Brett Seymoure – Grossman Family Postdoctoral Fellow


Brett Seymoure studies how natural and anthropogenic lighting affects myriad organisms. Brett has studied how tropical butterflies have evolved in different rainforest light environments and how gas developments in the Rocky Mountains affect mammals. As the Grossman Family Post-Doctoral Fellow, he will work with Kasey Fowler-Finn (Saint Louis University), Anthony Dell (National Great Rivers Research and Education Center), and Amanda Koltz (Washington University) to study how light drives food webs and predator-prey interactions in spiders and insects. Our understanding of how increased light conditions at night affect community interactions is limited and is especially lacking in the case of predator-prey interactions in arthropods (e.g. spiders and insects). Arthropods contribute the most to ecosystem services of any animal group and arthropods have had global declines in abundance over the last few decades. To understand how global change will alter ecosystem services and biodiversity, an understanding of how light at night will alter arthropod communities is needed.
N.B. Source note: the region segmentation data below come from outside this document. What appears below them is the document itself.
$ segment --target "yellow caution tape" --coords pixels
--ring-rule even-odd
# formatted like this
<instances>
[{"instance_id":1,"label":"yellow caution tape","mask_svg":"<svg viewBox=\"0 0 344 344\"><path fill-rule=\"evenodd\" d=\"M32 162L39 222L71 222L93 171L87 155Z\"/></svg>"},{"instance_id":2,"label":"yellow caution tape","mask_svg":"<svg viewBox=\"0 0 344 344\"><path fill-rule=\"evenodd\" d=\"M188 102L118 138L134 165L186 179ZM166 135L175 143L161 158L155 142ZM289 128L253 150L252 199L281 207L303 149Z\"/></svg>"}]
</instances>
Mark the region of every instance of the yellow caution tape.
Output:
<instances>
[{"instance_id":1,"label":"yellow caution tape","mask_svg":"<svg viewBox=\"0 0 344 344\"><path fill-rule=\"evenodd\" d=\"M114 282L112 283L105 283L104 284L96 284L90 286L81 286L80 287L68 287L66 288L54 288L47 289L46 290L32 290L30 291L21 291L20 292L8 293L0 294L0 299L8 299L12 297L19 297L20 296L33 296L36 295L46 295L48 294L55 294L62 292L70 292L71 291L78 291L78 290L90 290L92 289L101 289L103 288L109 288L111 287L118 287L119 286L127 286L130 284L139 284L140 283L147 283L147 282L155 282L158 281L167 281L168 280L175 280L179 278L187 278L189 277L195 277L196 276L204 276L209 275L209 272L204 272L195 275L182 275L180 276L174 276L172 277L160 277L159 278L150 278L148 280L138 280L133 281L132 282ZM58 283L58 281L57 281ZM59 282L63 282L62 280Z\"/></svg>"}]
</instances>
Brett will investigate the effects of anthropogenic lighting at night on predation in arthropods by addressing three major research aims: (1) quantify effects of light conditions on arthropod behavior and predator-prey interactions; (2) measure visual abilities for respective species; and 3) integrate behavioral and physiological data to understand how light structures arthropod communities to make predictions of effects of light pollution on global arthropod biodiversity.